F1: Rosberg punished for Hamilton collision

Formula 1

F1: Rosberg punished for Hamilton collision


Nico Rosberg has been handed a 10-second time penalty for causing a collision with Mercedes Formula 1 teammate Lewis Hamilton on the last lap of the Austrian Grand Prix.

Although found guilty by the stewards, the penalty is effectively meaningless as Rosberg retains his fourth place and just finishes four seconds ahead of Red Bull’s Daniel Ricciardo in fifth, rather than 14.

Rosberg was also reprimanded for a second offense of continuing on track with a damaged car, spreading debris, and with the front-wing detached.

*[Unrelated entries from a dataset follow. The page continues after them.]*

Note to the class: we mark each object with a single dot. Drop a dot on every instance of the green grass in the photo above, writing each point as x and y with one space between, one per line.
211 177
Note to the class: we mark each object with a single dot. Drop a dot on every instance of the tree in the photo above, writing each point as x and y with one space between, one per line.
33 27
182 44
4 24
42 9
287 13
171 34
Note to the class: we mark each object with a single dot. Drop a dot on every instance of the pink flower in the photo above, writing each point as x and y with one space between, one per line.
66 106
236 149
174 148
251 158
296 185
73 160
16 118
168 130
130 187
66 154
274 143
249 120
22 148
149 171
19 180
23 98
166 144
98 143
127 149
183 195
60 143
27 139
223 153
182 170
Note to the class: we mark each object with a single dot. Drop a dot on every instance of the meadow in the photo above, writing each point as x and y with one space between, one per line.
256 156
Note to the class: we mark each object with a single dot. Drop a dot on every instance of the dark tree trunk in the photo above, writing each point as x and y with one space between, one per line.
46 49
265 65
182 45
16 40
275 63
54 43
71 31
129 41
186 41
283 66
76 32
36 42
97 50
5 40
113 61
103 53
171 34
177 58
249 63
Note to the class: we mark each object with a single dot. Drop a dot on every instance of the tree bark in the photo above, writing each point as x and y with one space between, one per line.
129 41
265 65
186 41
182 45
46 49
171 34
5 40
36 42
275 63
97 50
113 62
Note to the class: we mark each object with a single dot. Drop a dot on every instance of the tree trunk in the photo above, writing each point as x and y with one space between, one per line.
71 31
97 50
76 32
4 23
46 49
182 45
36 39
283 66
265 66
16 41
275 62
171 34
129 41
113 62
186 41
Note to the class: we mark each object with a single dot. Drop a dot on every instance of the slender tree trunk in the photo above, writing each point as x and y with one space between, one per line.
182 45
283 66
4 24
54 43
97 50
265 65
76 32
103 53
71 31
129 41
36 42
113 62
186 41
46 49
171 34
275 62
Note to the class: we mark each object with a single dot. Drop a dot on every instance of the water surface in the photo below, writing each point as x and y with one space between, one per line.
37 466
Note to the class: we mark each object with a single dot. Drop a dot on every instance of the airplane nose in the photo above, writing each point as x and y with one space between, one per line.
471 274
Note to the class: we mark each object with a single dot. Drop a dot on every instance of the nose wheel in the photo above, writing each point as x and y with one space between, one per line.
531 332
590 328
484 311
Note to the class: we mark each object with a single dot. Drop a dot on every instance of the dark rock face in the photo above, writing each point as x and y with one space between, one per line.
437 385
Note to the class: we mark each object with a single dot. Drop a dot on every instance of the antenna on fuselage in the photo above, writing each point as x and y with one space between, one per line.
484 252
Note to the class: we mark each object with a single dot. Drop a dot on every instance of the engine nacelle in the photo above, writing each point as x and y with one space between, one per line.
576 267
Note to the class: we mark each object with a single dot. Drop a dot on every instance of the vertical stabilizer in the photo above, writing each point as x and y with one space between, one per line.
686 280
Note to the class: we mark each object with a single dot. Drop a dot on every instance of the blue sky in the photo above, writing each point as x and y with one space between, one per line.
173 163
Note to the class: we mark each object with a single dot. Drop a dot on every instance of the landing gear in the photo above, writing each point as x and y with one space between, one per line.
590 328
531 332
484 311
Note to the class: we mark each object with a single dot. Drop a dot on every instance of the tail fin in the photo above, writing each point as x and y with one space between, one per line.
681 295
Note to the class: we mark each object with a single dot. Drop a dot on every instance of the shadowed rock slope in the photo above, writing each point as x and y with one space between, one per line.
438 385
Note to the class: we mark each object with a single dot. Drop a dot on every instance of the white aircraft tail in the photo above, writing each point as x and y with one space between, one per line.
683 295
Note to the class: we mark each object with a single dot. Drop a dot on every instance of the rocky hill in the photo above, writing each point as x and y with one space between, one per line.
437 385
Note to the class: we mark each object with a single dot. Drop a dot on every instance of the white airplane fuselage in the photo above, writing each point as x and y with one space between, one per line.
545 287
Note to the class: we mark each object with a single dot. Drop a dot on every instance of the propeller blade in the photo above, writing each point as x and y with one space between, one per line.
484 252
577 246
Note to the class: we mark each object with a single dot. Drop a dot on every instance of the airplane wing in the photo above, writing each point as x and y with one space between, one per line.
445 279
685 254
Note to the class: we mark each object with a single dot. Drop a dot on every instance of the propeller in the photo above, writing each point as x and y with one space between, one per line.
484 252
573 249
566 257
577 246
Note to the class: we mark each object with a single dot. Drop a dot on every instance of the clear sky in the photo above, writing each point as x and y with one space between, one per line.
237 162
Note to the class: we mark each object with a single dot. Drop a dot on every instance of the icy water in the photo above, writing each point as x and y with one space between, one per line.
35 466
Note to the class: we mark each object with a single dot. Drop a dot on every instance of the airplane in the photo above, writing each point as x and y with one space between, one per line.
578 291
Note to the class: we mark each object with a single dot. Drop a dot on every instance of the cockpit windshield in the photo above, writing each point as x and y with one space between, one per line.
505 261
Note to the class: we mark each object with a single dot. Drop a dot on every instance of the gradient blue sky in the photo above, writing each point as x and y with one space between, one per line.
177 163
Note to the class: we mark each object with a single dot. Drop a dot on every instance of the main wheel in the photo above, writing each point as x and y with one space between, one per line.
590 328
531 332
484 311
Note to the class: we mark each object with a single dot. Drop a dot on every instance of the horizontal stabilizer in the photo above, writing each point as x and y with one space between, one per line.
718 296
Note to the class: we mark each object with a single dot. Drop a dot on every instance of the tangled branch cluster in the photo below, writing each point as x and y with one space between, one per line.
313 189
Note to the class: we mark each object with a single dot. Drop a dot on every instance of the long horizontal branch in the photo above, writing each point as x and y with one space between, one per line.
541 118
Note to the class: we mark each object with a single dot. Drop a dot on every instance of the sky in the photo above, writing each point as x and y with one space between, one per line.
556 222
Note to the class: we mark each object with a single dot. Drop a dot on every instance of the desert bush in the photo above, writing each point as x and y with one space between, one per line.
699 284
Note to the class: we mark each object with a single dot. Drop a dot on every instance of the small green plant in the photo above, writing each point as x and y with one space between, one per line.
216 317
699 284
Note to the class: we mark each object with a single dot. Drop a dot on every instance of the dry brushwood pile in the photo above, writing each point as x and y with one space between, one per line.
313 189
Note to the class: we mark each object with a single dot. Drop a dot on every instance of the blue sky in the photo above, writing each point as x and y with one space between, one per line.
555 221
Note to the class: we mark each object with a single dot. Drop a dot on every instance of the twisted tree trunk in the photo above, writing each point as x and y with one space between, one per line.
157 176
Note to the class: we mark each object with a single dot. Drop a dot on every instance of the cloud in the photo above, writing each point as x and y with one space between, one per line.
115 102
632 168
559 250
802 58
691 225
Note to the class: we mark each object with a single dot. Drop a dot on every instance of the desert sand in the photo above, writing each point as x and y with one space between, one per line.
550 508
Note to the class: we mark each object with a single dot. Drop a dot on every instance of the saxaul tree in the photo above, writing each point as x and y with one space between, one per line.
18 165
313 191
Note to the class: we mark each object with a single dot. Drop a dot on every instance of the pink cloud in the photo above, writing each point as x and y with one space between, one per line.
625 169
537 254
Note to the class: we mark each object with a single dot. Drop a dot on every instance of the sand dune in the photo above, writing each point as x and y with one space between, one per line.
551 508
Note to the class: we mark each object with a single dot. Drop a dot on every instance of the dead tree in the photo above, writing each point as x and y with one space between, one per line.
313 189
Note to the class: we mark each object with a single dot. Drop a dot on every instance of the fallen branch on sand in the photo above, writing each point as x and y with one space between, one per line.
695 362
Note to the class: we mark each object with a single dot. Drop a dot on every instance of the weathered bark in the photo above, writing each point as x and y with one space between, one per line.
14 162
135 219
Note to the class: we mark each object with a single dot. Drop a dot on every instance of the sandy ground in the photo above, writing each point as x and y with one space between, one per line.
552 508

Regarding the first offense of causing a collision, the stewards made clear Rosberg was at fault for not allowing Hamilton “racing room.”

With Rosberg struggling with brake issues, Hamilton attacked on the outside of Turn 2, only for the pair to collide.

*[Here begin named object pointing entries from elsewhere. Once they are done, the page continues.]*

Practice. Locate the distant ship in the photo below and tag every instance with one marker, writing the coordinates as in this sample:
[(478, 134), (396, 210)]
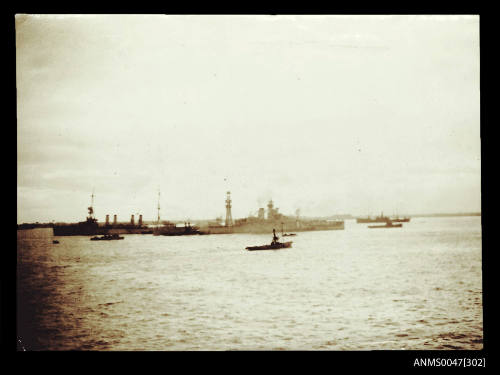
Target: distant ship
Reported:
[(261, 224), (388, 224), (170, 229), (377, 219), (89, 227), (401, 220), (382, 219)]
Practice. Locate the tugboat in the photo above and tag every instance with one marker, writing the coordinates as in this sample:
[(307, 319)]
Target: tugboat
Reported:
[(388, 224), (274, 245), (107, 237), (286, 234)]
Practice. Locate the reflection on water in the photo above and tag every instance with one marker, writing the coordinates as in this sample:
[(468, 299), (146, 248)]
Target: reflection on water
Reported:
[(418, 287)]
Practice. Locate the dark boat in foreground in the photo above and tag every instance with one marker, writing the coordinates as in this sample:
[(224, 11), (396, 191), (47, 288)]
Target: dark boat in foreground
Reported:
[(274, 245), (388, 224), (107, 237)]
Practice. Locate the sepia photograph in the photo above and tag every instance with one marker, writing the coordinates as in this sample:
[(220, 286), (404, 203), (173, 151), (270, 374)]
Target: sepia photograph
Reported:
[(248, 183)]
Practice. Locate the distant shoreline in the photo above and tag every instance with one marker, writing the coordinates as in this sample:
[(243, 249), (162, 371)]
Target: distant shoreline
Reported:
[(337, 217)]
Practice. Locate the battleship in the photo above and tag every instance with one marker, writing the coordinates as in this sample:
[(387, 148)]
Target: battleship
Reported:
[(262, 224), (91, 226)]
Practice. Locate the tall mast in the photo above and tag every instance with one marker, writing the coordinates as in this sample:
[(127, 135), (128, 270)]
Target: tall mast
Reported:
[(91, 208), (158, 206)]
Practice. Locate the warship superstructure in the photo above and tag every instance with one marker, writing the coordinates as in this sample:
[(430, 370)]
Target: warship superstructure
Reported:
[(265, 224)]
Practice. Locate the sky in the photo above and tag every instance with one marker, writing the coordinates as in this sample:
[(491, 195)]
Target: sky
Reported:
[(325, 114)]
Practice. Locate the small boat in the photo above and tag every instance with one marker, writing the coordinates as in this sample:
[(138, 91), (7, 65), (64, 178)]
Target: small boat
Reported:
[(286, 234), (107, 237), (274, 245)]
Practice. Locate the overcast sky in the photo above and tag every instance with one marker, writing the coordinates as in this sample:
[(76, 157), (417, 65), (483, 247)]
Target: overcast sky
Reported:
[(329, 114)]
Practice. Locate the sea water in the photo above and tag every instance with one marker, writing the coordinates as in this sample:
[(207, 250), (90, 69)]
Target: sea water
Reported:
[(416, 287)]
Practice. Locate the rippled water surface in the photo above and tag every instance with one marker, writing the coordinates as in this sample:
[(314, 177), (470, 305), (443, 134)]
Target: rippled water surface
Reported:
[(417, 287)]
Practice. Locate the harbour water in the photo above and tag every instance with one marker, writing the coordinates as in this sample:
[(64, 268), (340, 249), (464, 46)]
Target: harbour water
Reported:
[(416, 287)]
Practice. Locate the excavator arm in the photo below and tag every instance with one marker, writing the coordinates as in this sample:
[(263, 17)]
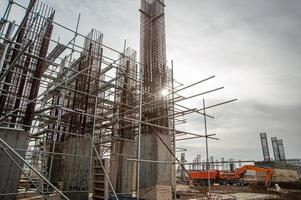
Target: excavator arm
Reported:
[(269, 172)]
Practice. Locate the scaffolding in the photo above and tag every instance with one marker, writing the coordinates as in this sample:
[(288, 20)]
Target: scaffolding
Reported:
[(88, 109)]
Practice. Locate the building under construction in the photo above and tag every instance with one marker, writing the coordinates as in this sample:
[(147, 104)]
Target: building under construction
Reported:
[(82, 121)]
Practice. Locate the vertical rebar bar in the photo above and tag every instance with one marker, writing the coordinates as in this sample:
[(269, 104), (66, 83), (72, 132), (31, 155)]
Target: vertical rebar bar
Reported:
[(207, 152)]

The stewards’ statement read: “Having taken note of the extensive evidence given by both drivers and the video and telemetry data, it was apparent that car #44 [Hamilton] was in front of car #6 [Rosberg],  i.e. more than fully alongside.

“The driver of car #44 could have clearly made the turn on the track, if not for the resultant collision.

“Car #6 did not allow Car #44 ‘racing room’ and hence the driver of car #6 was responsible for the collision.”

Rosberg has also been given two penalty points for the incident, his first for the 12-month period.

Prior to the announcement of the stewards’ decision, Rosberg was adamant he had left enough room for Hamilton and that he did nothing wrong.

Explaining his actions, Rosberg said: “I’m on the inside, I have the right to defend. I don’t need to take the ideal line [into Turn 2].

“I had Lewis on the outside and I wanted to keep him there, of course, always leaving him track space, that’s clear. That was always the intention. It’s a fact he had space. You can look at the onboard and all the other cameras.

“Of course, after the collision it may not look like it, because I am airborne and I lose grip and it takes me further out of the track, and after that it may look like there was less space, but that’s irrelevant because that’s after a collision.

“I just want to repeat – at all times there was space prior to the collision!”

Regarding the second infringement, the stewards’ statement read: “Article 22.11 of the Formula 1 sporting regulations requires a driver with serious mechanical difficulties to leave the track as soon as it is safe to do so.

“We do note the extenuating circumstances, and the fact the driver of car #6 did slow down significantly and attempted to mitigate the risk to other drivers and cars.”